Tuesday, 15 February 2011

The forecast is fine for sun & sea holidays

The Costa del Sol is looking forward to the 2011 holiday season with optimism and plans to extend and improve leisure facilities on the beaches. The optimism is based on figures for 2010 showing a 1.1% increase in visitor numbers compared with the previous year and other positive indicators, while promoters of such amenities as spas, creches, yoga and pilates sessions are just awaiting the green light which will come in April when competence over the beaches is transferred from the Costas authority to the Junta de Andalucia.


Airport growth above average

To be precise the increase in passengers using Malaga Airport in January was 8.1 per cent, two percentage points higher than the average for Spanish airports. This was the second greatest increase out of all of Spain’s large airports, behind Barcelona which started 2011 with an increase of 20 per cent.

According to figures for last month released by the airports authority Aena, in January 589,994 passengers used the terminal on 6,329 flights. The figures are a vast improvement on 2010 when passenger figures fell in January.

Also last month the number of passengers on international flights landing at or taking off from Malaga Airport increased by 6.8 per cent. The majority came from or travelled to the UK, 187,322 passengers, while 46,257 travelled between Malaga and Germany, and 26,070 between Malaga and France.

Source: The Sur in English

Spain bids to woo back Brit Buyers

The Spanish government has promised new planning laws and an end to the confusion surrounding “illegal” homes in a bid to woo back the British property buyer.

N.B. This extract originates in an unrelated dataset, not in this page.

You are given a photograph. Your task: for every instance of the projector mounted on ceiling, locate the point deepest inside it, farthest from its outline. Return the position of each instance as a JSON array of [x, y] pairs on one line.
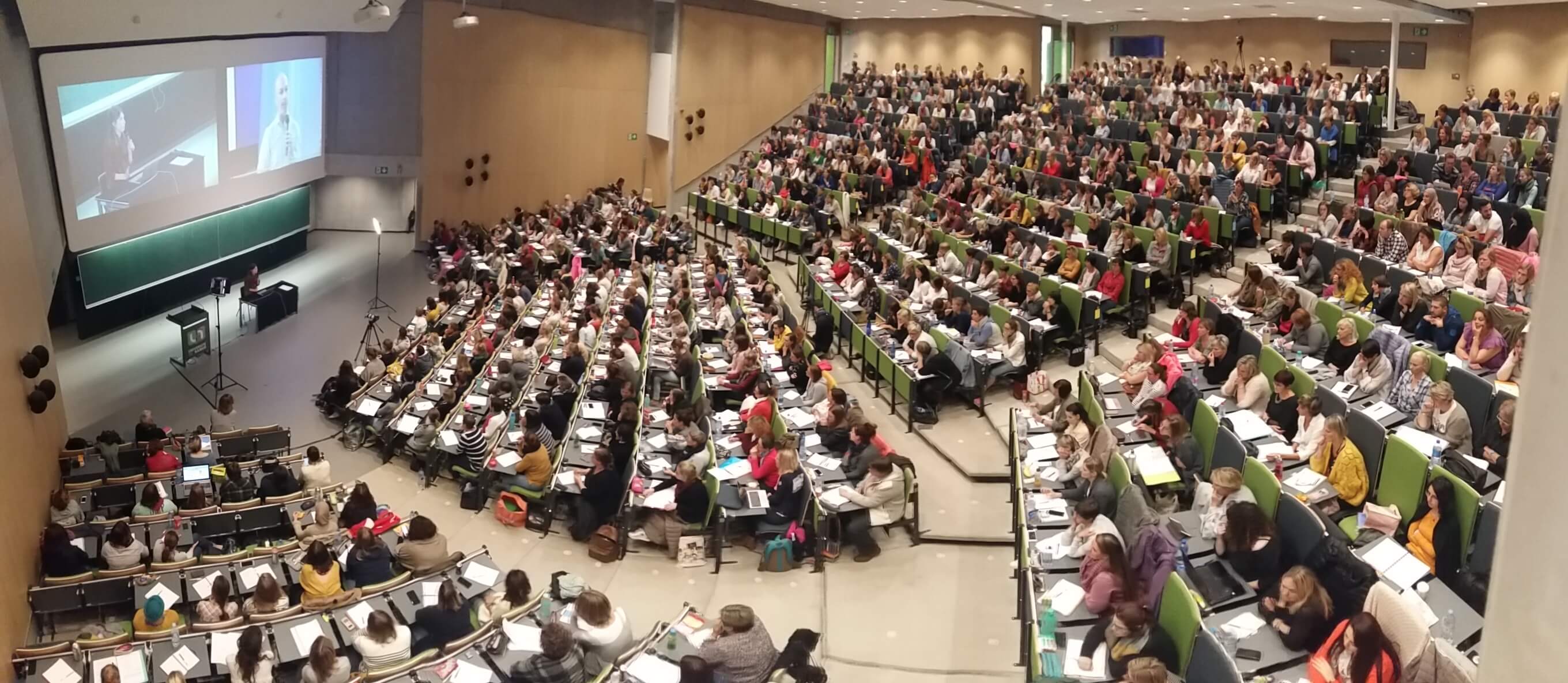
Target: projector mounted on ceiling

There are 800,000 unsold homes in Spain – half of them near the coast. Most are now at heavily discounted prices which should make them attractive to bargain hunters.


Housing Secretary Beatriz Corredor has revealed in an interview that the Spanish government is to steer a package of legal reforms through Parliament this month, and in coming weeks the government will also launch a series of road shows around Britain and other northern European countries to promote Spain's property market. She said the new laws would eliminate the confusion that has led in some cases to British home owners being told to knock down their properties because they were illegally built.

She asked prospective buyers to “trust in the system that we have and the transparency we provide”, tempting them with prices significantly lower than two years ago – housing prices in Malaga have fallen on average by 24 per cent. Overall, since the country’s economic crisis began, prices have plummeted by up to 40 per cent and banks and construction firms are desperate to recoup their investment.

In recent years, one third of all Spanish properties sold to foreigners have been bought by Britons, but many are now being put off by horror stories of planning permission being retrospectively revoked and other complications, so numbers have slumped.

But the government is now trying to right all the wrongs committed in the past by local councils, builders, real estate agents and lawyers, who all reassured foreign buyers that any issuing bits of papers could be obtained “later” without any trouble. To correct this, a key element in the package of legal reforms is that for any property being sold the local council will be obliged to provide a document stating clearly its boundaries, the category of land on which it stands, its access to services including water and electricity, and details of its planning approval.